You brought us Christ when we faltered in our faith, and you have continued to guide us for fourteen and a half centuries after that. I believe with all my heart that You have placed us here, as inferior, as lesser than the men, for a reason. Perhaps my simple brain, my lack of divinity, bars me from the conception of your purpose, but I am sure that you must have one. Do we women serve our men because we are the gentler, the less violent of the two genders? Does our lowly position mirror that of Jesus Christ our Savior? I cannot know, nor will I ever, but I can, oh Lord, strive to fulfill whatever ideals you have set for the female gender. I can do what I am told, for I know that you speak through society to us, even if we do not hear clearly your intentions, nor your reasoning. I strived to be a competent wife, and so I will strive for as a mother.
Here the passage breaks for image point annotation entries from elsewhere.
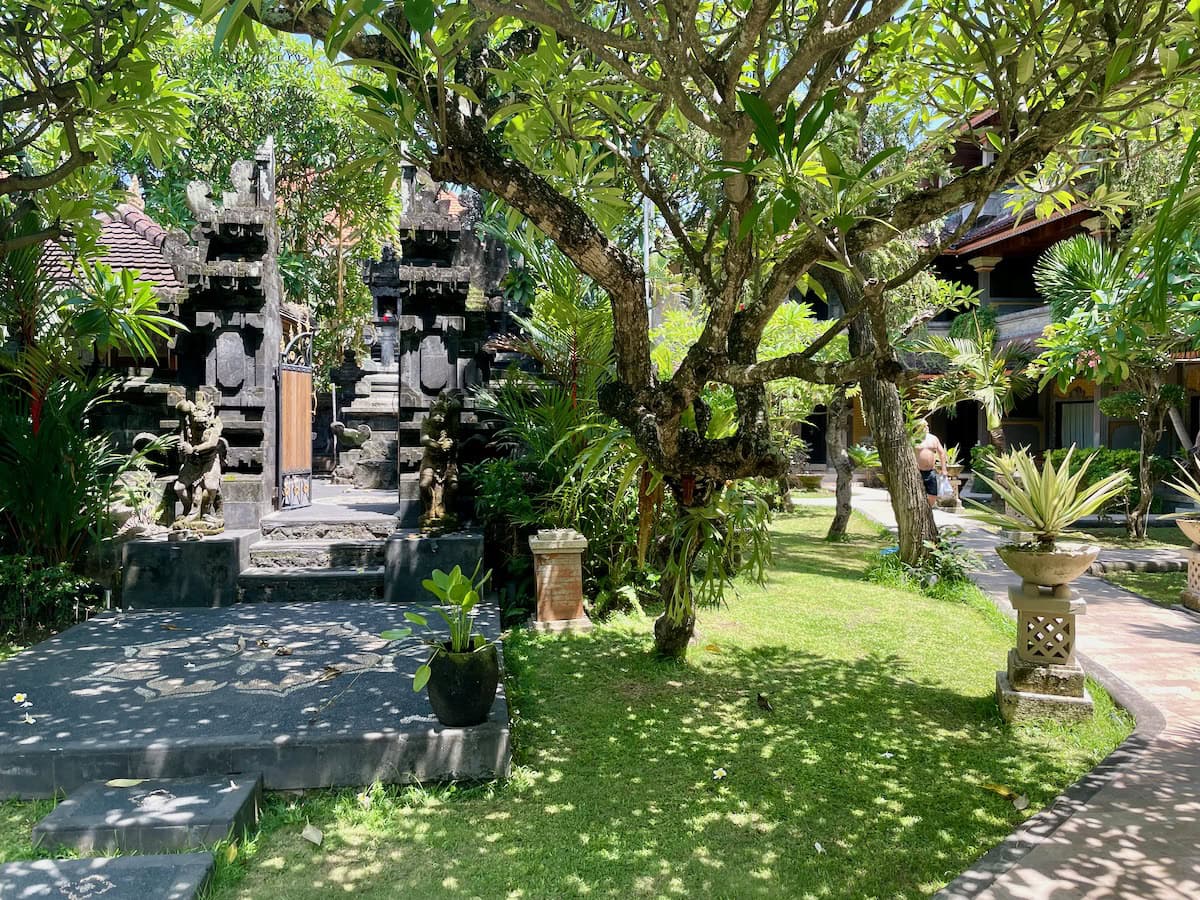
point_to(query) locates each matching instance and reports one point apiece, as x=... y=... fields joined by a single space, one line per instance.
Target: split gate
x=294 y=419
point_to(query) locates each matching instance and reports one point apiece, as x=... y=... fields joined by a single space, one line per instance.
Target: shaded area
x=307 y=694
x=864 y=779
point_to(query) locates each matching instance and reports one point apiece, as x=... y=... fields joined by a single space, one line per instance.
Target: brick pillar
x=558 y=569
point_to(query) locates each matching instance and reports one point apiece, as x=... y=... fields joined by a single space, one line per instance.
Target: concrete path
x=1132 y=828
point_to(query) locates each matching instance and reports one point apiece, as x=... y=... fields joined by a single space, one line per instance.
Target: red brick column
x=558 y=571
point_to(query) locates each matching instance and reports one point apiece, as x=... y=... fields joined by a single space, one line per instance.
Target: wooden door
x=295 y=424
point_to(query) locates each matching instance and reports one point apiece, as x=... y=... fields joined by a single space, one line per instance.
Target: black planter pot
x=462 y=685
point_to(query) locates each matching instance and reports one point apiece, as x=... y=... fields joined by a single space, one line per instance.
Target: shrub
x=975 y=323
x=981 y=460
x=947 y=563
x=1105 y=462
x=36 y=597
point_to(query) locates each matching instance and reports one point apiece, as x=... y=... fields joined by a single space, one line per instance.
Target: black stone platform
x=178 y=876
x=306 y=694
x=153 y=816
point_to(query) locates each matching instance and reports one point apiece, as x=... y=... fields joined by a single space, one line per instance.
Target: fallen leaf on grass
x=1019 y=801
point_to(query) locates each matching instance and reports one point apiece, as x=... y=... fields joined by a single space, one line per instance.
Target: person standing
x=930 y=456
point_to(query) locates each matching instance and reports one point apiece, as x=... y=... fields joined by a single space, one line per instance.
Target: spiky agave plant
x=1045 y=502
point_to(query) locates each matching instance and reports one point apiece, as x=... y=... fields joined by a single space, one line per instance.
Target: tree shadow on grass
x=863 y=781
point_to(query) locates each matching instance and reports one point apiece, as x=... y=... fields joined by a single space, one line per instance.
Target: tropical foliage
x=981 y=371
x=1120 y=315
x=1045 y=502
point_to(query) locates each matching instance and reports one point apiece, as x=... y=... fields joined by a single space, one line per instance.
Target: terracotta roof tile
x=129 y=239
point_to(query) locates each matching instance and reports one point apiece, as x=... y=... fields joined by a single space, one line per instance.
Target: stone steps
x=169 y=876
x=316 y=525
x=153 y=815
x=318 y=553
x=306 y=585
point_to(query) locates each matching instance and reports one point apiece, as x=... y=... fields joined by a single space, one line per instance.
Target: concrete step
x=153 y=815
x=317 y=553
x=317 y=523
x=299 y=585
x=171 y=876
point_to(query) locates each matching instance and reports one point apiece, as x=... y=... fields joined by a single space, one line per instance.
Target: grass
x=1163 y=588
x=1157 y=538
x=865 y=780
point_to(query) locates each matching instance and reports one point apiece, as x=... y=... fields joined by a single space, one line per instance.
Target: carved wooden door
x=295 y=423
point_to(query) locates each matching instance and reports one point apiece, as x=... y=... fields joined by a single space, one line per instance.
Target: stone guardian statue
x=439 y=463
x=198 y=484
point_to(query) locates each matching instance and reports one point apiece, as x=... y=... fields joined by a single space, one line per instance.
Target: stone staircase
x=168 y=825
x=310 y=556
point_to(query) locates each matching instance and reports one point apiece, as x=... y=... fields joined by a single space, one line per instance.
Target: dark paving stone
x=154 y=816
x=191 y=693
x=413 y=556
x=178 y=876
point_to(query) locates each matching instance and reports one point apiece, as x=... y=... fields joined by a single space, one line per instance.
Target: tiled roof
x=1007 y=226
x=129 y=239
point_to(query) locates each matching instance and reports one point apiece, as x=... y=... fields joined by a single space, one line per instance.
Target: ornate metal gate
x=295 y=423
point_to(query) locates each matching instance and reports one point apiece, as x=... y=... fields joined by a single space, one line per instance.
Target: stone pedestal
x=1043 y=678
x=558 y=570
x=168 y=571
x=1191 y=595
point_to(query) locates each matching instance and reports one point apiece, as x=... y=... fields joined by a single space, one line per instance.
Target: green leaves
x=1045 y=502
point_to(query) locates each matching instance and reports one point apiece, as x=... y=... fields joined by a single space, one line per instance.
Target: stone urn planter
x=1054 y=568
x=1043 y=678
x=1191 y=595
x=462 y=685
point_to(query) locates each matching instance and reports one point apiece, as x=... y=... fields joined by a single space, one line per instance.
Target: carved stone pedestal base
x=1191 y=595
x=1043 y=681
x=1026 y=706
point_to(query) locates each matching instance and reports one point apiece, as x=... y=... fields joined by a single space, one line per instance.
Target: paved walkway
x=1132 y=828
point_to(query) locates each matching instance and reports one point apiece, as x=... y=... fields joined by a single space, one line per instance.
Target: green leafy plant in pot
x=1045 y=504
x=1189 y=520
x=463 y=671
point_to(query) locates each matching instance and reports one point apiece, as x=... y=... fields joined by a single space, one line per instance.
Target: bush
x=947 y=563
x=973 y=323
x=1107 y=462
x=981 y=460
x=35 y=597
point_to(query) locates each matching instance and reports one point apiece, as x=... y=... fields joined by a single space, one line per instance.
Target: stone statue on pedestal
x=439 y=463
x=198 y=484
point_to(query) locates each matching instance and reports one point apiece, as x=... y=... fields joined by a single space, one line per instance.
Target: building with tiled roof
x=129 y=239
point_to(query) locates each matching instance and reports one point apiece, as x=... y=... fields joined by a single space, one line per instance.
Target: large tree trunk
x=677 y=623
x=885 y=418
x=1139 y=517
x=837 y=424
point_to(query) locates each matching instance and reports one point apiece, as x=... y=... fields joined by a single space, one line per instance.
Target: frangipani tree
x=731 y=118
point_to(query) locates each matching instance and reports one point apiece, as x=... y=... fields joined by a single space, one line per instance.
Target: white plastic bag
x=945 y=489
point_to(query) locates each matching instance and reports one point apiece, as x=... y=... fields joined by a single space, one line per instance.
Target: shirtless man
x=930 y=454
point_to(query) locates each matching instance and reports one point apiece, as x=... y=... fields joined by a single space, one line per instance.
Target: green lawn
x=1163 y=588
x=867 y=779
x=1157 y=538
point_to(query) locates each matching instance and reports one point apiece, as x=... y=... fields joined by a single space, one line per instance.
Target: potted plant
x=1045 y=504
x=1189 y=520
x=463 y=671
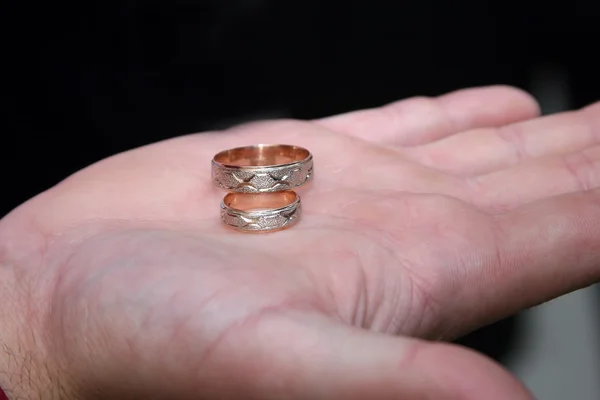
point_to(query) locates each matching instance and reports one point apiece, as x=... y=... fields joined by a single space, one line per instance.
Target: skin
x=427 y=218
But I will not accept the rest, oh Lord. I will not allow them to make mockery of our ways, to condemn us for their own wrong-doings. We may be inferior, but we are still human, and we may still serve You our Lord just as they may. I will not allow them to claim we are a mistake. I will not sit and listen to them whimper about Eve and the Fall of Man. I will not stand by as they condemn women, as a whole gender, for the wrongs of a single human being, who is just as human as she is female.

My patience with complaints about the gender that has served the Earth and its societies for generations is nearly at an end. My words may not penetrate the beliefs of those in France today, or even those in the far future, but I feel absolutely that I must proclaim my displeasure at the actions toward my gender. Oh Lord, do help me to, with full respect, begin prove to men that which I have just described. I will no longer be condemned.